5. Treatment and Surgical Methods
Treatment for infective endocarditis can be divided into antibiotic treatment and surgical treatment.
5.1. Antibiotic Treatment
- Antibiotic Selection: Initial treatment involves hospitalization and the use of strong intravenous antibiotics. Major antibiotics include Penicillin, Vancomycin, Gentamicin, etc., and the appropriate antibiotic is selected according to the type of bacteria infected.
- Treatment Duration: Treatment should last at least 4-6 weeks, and antibiotic treatment is necessary until the infection is completely cured.
- Monitoring: If the infection is not completely eradicated during treatment or the patient's condition worsens, antibiotic treatment may need to be adjusted or other treatment methods considered.
- Heart valve surgery: If the heart valve is damaged or loses function due to infective endocarditis, surgery may be required to replace or repair the valve.
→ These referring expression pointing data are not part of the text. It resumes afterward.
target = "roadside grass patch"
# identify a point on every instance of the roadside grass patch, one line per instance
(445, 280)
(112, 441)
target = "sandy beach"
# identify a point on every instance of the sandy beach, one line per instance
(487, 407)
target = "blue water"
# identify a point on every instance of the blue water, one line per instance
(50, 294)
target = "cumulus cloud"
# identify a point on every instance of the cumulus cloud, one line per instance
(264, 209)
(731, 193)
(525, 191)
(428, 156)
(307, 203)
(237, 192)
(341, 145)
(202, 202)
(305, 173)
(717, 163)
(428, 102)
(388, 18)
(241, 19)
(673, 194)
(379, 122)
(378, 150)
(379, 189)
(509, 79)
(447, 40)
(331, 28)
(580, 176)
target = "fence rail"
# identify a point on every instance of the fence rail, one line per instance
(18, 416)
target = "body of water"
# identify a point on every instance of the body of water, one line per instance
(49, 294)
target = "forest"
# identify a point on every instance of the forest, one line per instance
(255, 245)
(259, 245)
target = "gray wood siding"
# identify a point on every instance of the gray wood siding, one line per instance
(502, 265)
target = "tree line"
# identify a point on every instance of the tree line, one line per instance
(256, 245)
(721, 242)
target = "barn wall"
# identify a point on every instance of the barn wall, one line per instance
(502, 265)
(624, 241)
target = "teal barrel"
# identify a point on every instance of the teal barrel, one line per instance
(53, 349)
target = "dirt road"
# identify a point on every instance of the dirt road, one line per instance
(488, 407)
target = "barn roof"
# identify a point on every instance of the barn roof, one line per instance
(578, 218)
An artificial heart valve may need to be implanted, or the infected part may need to be removed.
- Other surgeries: Surgical treatment may be necessary if the infection spreads to organs other than the heart, or if infected masses block blood vessels and cut off blood flow.
6. Prognosis and Management
The prognosis of infective endocarditis varies greatly depending on the timing of diagnosis and treatment. If treatment begins quickly, serious life-threatening situations can be prevented. However, delayed treatment or the occurrence of complications can be fatal.
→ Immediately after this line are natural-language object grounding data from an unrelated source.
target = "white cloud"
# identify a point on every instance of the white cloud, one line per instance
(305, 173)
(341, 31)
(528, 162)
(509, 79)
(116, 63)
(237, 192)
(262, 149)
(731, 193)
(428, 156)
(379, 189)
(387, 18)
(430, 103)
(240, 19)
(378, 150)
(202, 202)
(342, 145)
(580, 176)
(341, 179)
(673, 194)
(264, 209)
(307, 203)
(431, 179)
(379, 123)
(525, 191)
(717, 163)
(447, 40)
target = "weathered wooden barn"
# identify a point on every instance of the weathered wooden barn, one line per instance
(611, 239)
- Prompt Treatment: If treatment is prompt, the infection is successfully eradicated in most cases.
- Occurrence of Complications: The occurrence of complications such as stroke, decreased heart function, and kidney damage can worsen the prognosis. In particular, if the infection spreads to the brain, a stroke can occur.
- Regular Checkups: Regular checkups are necessary after treatment to monitor the heart condition and continue follow-up treatment.
- Infection Prevention: Prophylactic antibiotics may be used in situations such as dental treatment, surgery, and hemodialysis. Avoiding drug abuse and strengthening the immune system are also important.
- Healthy Lifestyle: Maintaining overall health through a healthy diet, regular exercise, and stress management is important.
Conclusion
Infective endocarditis is a disease that requires early treatment. It is caused by bacterial or fungal infections, and because it has various symptoms and can be accompanied by serious complications, early diagnosis and treatment are important. Antibiotic treatment and surgical treatment should be used appropriately, and consistent management and prevention are necessary after treatment.